Je te propose de regarder ce que produisent les mathematiciens sur le site ou ils deposent leurs travaux. Y'a souvent beaucoup de mots, et peu de calculs. C'est peut etre la difference principale entre un mathematicien et un physicien. A peu pres tous les matheux s'enervent a ecouter des physiciens. Y'a des bouts de calculs, des objets pas definis. Un mathematicien veut des questions bien formulées, il pose des definitions et discute des objets, et certains matheux considerent meme que le calcul est trivial et sans interet. En tout cas officiellement, il y a une part de snobisme dans cette attitude. En pratique, c'est pas vrai, les matheux font des calculs aussi parce que l'intuition leur vient de la. Mais en public, il communiquent principalement sur la partie "noble" qui est du texte, un discours qui leur permet d'organiser les calculs en un texte cohérent.Glycogène a écrit : ↑30 mars 2023, 14:43Pas d'accord.LeLama a écrit : ↑30 mars 2023, 12:24La question de la qualité de la formulation est fondamentale dans la pensee. Je demande aux etudiants d'ecrire des phrases avec sujet, verbe, complement plutot que de vagues symboles mathematiques. J'essaie de les convaincre que c'est comme ca que notre cerveau fonctionne et que c'est indispensable de bien formuler pour s'approprier une notion.

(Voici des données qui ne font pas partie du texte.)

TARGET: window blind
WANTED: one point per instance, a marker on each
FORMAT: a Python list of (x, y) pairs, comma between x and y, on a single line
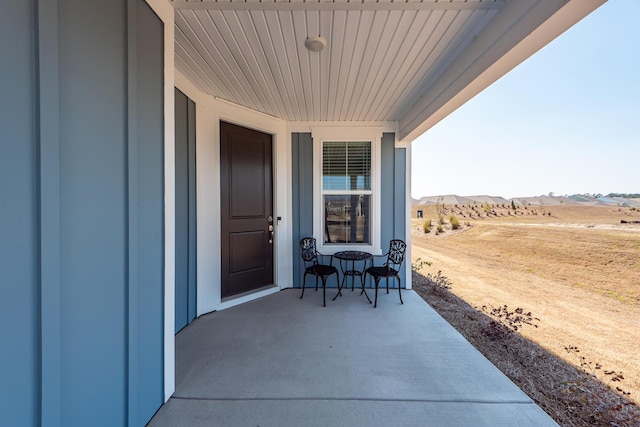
[(346, 165)]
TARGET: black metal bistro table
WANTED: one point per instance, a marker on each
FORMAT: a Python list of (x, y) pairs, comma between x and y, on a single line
[(344, 257)]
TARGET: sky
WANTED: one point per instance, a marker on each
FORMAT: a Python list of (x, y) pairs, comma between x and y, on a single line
[(566, 121)]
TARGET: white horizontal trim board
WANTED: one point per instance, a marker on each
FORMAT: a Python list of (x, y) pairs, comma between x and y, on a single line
[(337, 4)]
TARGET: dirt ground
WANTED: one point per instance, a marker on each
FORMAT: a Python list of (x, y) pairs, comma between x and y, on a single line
[(576, 269)]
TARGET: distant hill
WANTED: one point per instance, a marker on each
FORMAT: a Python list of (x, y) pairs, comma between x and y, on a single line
[(577, 199)]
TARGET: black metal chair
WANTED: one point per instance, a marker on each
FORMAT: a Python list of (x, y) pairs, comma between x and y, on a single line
[(311, 258), (391, 268)]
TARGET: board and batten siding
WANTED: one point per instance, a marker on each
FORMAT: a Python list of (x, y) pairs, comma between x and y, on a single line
[(393, 197), (82, 213)]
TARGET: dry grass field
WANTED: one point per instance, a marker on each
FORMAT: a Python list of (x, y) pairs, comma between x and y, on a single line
[(575, 268)]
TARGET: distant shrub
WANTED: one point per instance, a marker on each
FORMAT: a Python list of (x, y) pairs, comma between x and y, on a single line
[(419, 263), (439, 282), (455, 224)]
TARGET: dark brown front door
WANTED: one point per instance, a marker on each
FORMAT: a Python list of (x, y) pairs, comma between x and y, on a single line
[(246, 209)]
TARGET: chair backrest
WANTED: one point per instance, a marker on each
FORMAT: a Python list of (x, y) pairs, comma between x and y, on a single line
[(308, 250), (396, 252)]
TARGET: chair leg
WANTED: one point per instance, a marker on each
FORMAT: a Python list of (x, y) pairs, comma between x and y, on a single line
[(324, 291), (375, 304), (303, 280)]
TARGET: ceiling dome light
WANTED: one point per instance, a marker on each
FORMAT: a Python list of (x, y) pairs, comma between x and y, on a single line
[(315, 44)]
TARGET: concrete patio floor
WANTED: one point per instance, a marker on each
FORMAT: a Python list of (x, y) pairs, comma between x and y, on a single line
[(282, 361)]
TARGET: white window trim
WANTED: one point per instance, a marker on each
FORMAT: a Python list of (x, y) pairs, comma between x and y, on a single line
[(322, 134)]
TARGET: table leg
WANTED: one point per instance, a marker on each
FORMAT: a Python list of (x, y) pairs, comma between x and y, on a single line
[(340, 282), (364, 268)]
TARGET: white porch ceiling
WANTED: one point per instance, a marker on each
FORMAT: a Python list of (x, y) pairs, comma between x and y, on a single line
[(385, 60)]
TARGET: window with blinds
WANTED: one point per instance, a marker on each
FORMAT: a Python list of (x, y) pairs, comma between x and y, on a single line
[(346, 165), (346, 188)]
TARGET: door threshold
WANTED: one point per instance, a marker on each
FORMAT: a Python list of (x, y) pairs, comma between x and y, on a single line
[(251, 295)]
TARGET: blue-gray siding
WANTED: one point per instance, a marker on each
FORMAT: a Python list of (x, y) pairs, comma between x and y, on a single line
[(393, 193), (19, 286), (82, 213)]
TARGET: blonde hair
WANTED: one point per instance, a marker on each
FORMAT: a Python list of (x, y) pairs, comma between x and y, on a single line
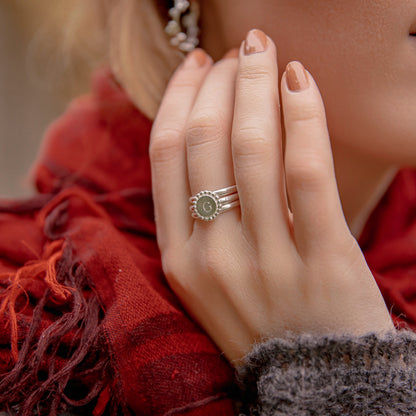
[(130, 36), (76, 36), (140, 54)]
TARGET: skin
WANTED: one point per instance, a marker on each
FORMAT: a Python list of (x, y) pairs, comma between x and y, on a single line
[(364, 62), (238, 122)]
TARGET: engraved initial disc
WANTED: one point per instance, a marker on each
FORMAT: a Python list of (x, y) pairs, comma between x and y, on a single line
[(206, 206)]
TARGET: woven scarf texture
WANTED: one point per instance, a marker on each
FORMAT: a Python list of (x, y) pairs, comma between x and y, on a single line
[(86, 316)]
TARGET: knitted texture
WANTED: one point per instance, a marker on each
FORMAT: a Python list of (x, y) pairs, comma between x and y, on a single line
[(332, 375)]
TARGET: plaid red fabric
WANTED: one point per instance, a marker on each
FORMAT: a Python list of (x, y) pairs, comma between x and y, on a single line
[(86, 313), (86, 316)]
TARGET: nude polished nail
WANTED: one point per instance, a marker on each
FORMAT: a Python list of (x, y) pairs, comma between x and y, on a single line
[(296, 77), (255, 42), (196, 59)]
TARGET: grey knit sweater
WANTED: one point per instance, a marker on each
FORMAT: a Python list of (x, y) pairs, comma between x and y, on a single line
[(332, 375), (319, 376)]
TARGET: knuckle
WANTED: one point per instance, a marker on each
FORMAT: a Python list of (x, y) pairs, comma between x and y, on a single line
[(306, 113), (204, 129), (307, 171), (255, 73), (251, 141), (165, 145)]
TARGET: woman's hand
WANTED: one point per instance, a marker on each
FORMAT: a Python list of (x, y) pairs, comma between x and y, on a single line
[(261, 269)]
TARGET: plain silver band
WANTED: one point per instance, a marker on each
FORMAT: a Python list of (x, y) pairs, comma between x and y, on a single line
[(224, 208), (220, 192)]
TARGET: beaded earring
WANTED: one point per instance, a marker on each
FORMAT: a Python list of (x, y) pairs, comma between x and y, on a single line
[(183, 28)]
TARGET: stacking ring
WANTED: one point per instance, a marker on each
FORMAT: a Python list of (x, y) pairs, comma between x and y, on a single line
[(207, 205)]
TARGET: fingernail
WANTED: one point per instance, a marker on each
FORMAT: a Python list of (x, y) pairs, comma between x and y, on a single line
[(296, 77), (196, 59), (233, 53), (256, 41)]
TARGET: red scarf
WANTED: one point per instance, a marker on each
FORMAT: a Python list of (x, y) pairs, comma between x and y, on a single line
[(86, 315)]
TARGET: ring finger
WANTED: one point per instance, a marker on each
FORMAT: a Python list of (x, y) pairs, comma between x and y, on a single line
[(208, 129)]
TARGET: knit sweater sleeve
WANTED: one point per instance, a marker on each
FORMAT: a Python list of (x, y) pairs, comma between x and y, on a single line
[(331, 375)]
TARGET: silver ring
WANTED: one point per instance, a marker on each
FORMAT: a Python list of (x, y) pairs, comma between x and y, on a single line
[(207, 205)]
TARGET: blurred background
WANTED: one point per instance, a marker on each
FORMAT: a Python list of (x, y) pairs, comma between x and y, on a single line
[(33, 88)]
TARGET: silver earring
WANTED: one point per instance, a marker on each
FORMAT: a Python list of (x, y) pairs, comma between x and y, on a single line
[(183, 28)]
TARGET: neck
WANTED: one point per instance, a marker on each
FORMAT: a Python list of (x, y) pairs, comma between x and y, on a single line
[(362, 181)]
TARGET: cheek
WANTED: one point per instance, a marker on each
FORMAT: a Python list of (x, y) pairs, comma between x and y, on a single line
[(367, 77)]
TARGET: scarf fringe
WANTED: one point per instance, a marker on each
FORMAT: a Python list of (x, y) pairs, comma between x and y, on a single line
[(54, 366)]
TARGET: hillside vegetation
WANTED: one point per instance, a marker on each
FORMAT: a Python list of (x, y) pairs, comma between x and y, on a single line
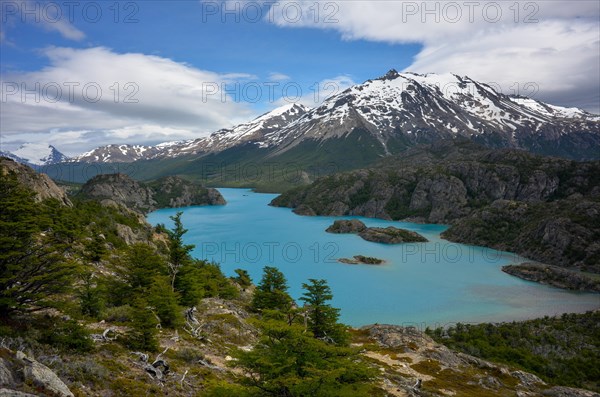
[(96, 302)]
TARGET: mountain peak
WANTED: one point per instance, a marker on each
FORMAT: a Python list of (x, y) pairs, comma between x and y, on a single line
[(390, 75), (41, 153)]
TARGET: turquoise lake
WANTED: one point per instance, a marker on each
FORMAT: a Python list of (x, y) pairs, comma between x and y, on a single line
[(435, 283)]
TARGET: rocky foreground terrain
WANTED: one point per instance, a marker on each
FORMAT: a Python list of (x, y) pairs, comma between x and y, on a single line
[(57, 350), (409, 362)]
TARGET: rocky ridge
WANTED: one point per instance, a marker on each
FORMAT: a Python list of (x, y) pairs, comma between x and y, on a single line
[(166, 192), (546, 209)]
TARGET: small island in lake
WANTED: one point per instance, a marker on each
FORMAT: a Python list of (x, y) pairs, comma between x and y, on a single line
[(362, 260), (388, 235)]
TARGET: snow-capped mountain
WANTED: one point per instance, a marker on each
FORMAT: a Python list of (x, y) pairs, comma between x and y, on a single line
[(384, 116), (253, 131), (117, 154), (36, 154), (406, 108)]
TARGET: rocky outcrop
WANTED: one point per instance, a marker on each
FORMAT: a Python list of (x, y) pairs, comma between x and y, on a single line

Les mathématiciens qui ont une bonne intuition mathématique ont un cerveau qui pense et traite les concepts mathématiques directement sans utiliser de mots, comme on voit qu'une image représente un arbre : pas besoin de mot ou de phrase, on "sait" que c'est un arbre (un truc qui ressemble à un autre truc déjà vu auparavant).
Je vais te prendre un exemple concret. Qu'est ce qu'un polyedre régulier ? Combien il y a en a en dimension 2, en dimensio 3,4,.... ? Ben une grosse partie de la difficulté consiste a bien definir ce qu'est un polyedre régulier. La formulation moderne consiste a dire que c'est un polyedre convexe compact dont le groupe d'isometrie agit de facon transitive sur les drapeaux ( un drapeau=un sommet+une arete le contenant+ une 2-face...) Une fois que le contexte d'actions de groupes est bien posé, tu ecris des equations aux classes assez standard qui comptent le nb d'elements dans les orbites. Ca donne un certain nombre finis de possibilités numériques. On montre ensuite que chaque possibilité numerique peut etre realisee par une construction géometrique adaptee. J'ai lu ça il y a 20 ans, et je me souviens de l'architecture générale de la preuve parce que j'ai le vocabulaire adapté pour en parler. Je vois bien que les etudiants n'arrivent pas a retenir a long terme cette demonstration. Parce qu'ils ont le nez sur les calculs, avec des centaines de détails qu'ils n'arrivent pas a resumer en qq phrases simples faute de vocabulaire et de phrases adaptées.
Je ne nie pas le role de l'intuition, et je pense comme toi que le coeur de l'activité est cette intuition. Mais si tu n'es pas capable d'organiser cette intuition en un discours verbal cohérent, tu restes perdu devant la multiplicité des etapes intermediaires et tu restes a un niveau assez basique. C'est un peu la meme chose dans la musique. Le coeur de l'activité est la sensation musicale. Mais tu ne peux pas jouer ou retenir des morceaux difficiles sans un discours theorique qui te permet d'organiser tes sensations et de construire une musique cohérente. Les compositeurs serieux ont recu des cours d'harmonie et degagé des notions pour parler de la musique.